A: The most valuable lesson I’ve learned is to how make decisions. Before now, my parents have made most of my decisions for me, but college gave me the opportunity to make a huge life decision mostly by myself. It wasn’t just choosing which colleges to apply to; I also had to decide who to listen to when asking for advice. Family members, friends, and society in general all pulled me many conflicting directions in terms of deciding what I want out of my college experience. It came down to me taking a moment to myself and thinking about what really matters to me. I also prayed a lot. God led me to a school that’s an excellent fit for me. I believe He gave me the gut feeling that told me Stanford was the one.


Q: Where do you see yourself in ten years?

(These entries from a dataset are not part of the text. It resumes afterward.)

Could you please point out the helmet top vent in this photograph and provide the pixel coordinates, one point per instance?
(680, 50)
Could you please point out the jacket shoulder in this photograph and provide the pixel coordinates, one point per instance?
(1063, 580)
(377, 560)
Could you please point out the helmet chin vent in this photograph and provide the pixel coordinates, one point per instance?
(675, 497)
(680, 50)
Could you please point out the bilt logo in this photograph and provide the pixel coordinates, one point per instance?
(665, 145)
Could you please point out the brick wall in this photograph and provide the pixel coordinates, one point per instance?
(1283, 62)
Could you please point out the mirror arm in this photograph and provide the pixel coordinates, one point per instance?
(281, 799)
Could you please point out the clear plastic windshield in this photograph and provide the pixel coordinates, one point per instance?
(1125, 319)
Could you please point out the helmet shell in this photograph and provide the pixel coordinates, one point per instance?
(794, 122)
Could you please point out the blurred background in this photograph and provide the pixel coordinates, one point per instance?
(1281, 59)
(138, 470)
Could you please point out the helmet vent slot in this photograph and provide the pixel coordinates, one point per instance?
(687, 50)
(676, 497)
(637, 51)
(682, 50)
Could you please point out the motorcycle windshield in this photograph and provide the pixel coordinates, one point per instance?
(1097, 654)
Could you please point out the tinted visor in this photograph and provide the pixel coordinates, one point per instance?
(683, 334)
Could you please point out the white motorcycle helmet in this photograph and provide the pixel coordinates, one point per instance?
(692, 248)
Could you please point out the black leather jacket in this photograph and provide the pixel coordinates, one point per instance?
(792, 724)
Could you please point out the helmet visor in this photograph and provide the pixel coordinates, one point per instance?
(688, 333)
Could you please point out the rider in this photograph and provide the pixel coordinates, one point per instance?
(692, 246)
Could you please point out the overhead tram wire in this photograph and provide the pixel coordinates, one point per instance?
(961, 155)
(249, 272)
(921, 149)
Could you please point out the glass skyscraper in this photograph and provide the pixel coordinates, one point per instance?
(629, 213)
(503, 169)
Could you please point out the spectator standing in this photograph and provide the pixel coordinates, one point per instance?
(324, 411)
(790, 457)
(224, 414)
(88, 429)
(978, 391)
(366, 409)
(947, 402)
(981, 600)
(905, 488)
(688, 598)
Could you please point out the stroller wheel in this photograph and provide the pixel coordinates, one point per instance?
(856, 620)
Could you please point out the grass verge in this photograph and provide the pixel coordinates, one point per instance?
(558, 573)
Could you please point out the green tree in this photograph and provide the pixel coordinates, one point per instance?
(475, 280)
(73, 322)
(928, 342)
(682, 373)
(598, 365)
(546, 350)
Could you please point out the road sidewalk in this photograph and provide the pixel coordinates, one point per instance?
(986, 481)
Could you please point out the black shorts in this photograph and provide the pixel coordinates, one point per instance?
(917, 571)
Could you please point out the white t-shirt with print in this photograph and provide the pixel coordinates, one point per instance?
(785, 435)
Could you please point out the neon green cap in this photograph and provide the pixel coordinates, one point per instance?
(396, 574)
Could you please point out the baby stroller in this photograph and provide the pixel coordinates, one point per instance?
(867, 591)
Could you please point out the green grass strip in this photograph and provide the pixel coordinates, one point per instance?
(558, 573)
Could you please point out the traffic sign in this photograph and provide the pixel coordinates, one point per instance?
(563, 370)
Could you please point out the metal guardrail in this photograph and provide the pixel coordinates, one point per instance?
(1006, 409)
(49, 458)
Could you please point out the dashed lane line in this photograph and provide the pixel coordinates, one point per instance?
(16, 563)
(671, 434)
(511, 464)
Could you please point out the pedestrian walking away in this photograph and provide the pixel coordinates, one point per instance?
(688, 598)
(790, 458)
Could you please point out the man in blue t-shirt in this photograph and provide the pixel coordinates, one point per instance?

A: In ten years, I see myself in an MD/PhD program. I want to become a neurologist or neurosurgeon who practices research on the side, so I’ll get graduate degrees that allow me to do both. After that, I’ll likely do a residency and fellowship, and hopefully become a physician.


Q: How have your extracurriculars shaped you as a person?


A: My extracurriculars shaped my ability to have compassion for others. In choir, we have to work together to produce a cohesive sound that blends well. I interact with a lot of people through choir, allowing me understand and empathize with them. Through FCA, I’ve had numerous conversations with people about the spiritual struggles they’re facing, and I’ve learned to support them. FCA and choir taught me to care for many different people, allowing me to find one of the greater meanings in life.


  Alanna’s dedication and passion has opened the doors of opportunity that await her at Stanford and beyond.